Dans une intrigue secondaire au chapitre d'El Chivo, un riche homme d'affaire commandite le meurtre de son partenaire pour découvrir plus tard qu'il n'échappera pas à ses actions. EL Chivo les humilie en fait tous les deux, puis vend leurs voitures de luxe pour de l'argent comptant.
Quant à Valeria et à Daniel, nous sommes d'abord témoins de ce à quoi ressemble le fantasme de tout homme pris dans une crise de la quarantaine. Après l'accident qui laisse Valeria amputée, on s'aperçoit que Daniel n'a pas les moyens de mener la vie qu'il a choisie. De plus, le grand appartement bourgeois qui recèle une multitude de rats sous le plancher dénote d' une certaine détérioration de la prétendue classe "supérieure".
Les aspects à la fois universels et uniques du Mexique rendent le film d'autant plus intéressant. D'une part, ce film aurait pu être tourné n'importe où; la précarité économique est aussi bien visible à Los Angeles ou à Sao Paulo. D' un autre côtés, on y trouve des thèmes très "mexicains". Même les spectateurs connaissant l'espagnol auront des difficultés à pénétrer le film, l'argot utilisé y étant si spécifique.

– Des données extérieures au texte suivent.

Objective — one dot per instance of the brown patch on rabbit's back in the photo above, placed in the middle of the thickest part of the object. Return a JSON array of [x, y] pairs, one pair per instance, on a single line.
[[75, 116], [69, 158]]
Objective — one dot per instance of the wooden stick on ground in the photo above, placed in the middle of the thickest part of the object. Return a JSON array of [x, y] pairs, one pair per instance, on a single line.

Il y a des références à la corruption de la police, au mouvement Zapatiste, aussi bien qu'aux luttes idéologiques du passé. L'idée d'Octavio Paz du "labyrinthe de la solitude" vient à l'esprit du fait de l'importance de la fureur et de la solitude dans le long métrage. Certaines allusions nécessitent de s'être imprégné de cette culture pour être comprises.
Tandis que la liaison entre le mannequin et l'homme marié pourrait se produire n'importe où, le fait qu'elle soit une espagnole blonde qui ait réussi au Mexique et se retrouve placardée dans toute la ville n'est pas une coïncidence. Amores Perros n'est pas pour autant une parabole sur l'héritage colonial. En dépit des divisions, il montre un monde moderne dans lequel nous sommes peu confortables. Dans l'histoire d' EL Chivo nous voyons un personnage qui parvient à maintenir sa dignité alors qu'il part à pieds dans un paysage désolé.

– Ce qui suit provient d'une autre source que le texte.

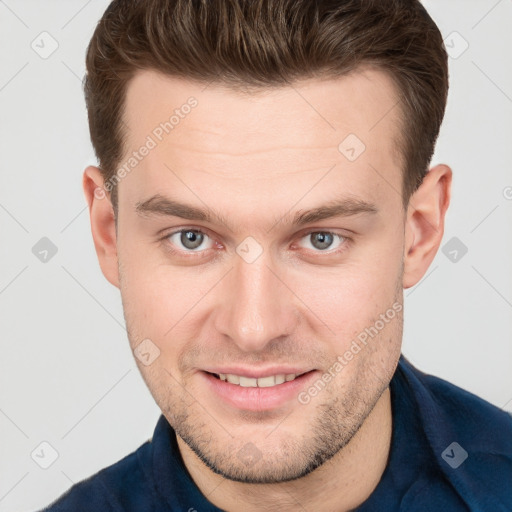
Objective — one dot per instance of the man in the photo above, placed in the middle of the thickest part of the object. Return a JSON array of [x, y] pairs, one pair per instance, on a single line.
[[263, 198]]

Le jeu des acteurs est excellent. L' EL Chivo d'Emilio Echevarria restera dans les annales tandis que le reste de la distribution s'accorde bien. Combiné avec une histoire forte et une réalisation parfaitement maîtrisée, le résultat ne peut qu'impressionner. La comparaison avec Pulp Fiction n'est alors pas vaine si l'on considère qu'un nouveau genre de film au dialogue original vient de naître sous nos yeux.

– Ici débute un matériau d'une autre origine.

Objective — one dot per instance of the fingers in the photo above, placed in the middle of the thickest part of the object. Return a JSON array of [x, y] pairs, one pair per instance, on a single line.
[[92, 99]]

À un moment, Susana dit à Octavio, "Si vous voulez faire rire Dieu faites-lui part de vos plans". Amores Perros est le constat que quelque soient les décisions prises, le destin peut en décider autrement. Outre cette ironie du sort, le film prend un malin plaisir à trouver un humour absurde dans les moments les plus sombres. Alejandro Gonzales Inarritu a réalisé un film prenant dont les images ne vous quitteront pas de si tôt.